BEFORE MEAGHER, J., IN CHAMBERS.

THE QUEEN v. CROWELL.

Conviction-Imposition of fine-Forfeiture must be adjudged— Direction for payment insufficient.

1. A summary conviction by a Justice of the Peace, whereby a fine is sought to be imposed, must adjudge forfeiture of the amount as well as payment thereof.

2. The prisoner is entitled to be discharged under habeas corpus if the conviction merely adjudges that he "forthwith pay" a sum named, and in default of payment be imprisoned.

Motion for discharge under habeas corpus.

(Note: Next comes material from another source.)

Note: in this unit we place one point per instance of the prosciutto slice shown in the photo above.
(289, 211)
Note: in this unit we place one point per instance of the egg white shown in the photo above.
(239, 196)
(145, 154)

The defendant was convicted by a magistrate for a violation of the Inland Revenue Act of Canada (R.S.C. 1886, c. 34), and adjudged "to forthwith pay $100, and in default of payment to be imprisoned for six months." The return to the habeas corpus was of a warrant reciting such

conviction.

F. T. Congdon, for the prisoner.

F. A. Mathers and J. A. MacKinnon, for the informant.

HALIFAX, December 13, 1897.

MEAGHER, J.

This is a motion to discharge the defendant from custody, where he is confined on a warrant for an offence against the provisions of the Inland Revenue Act.

Two objections were urged: First, that two offences were adjudged in the conviction, viz.: (1) assisting in distilling, and (2) assisting in rectifying spirits; Second, that there was no adjudication of forfeiture of the penalty imposed.

The latter ground must prevail, and the defendant will therefore be discharged; but there must be an undertaking not to bring an action against the justice or the officers concerned in the execution of the warrant, including the gaoler.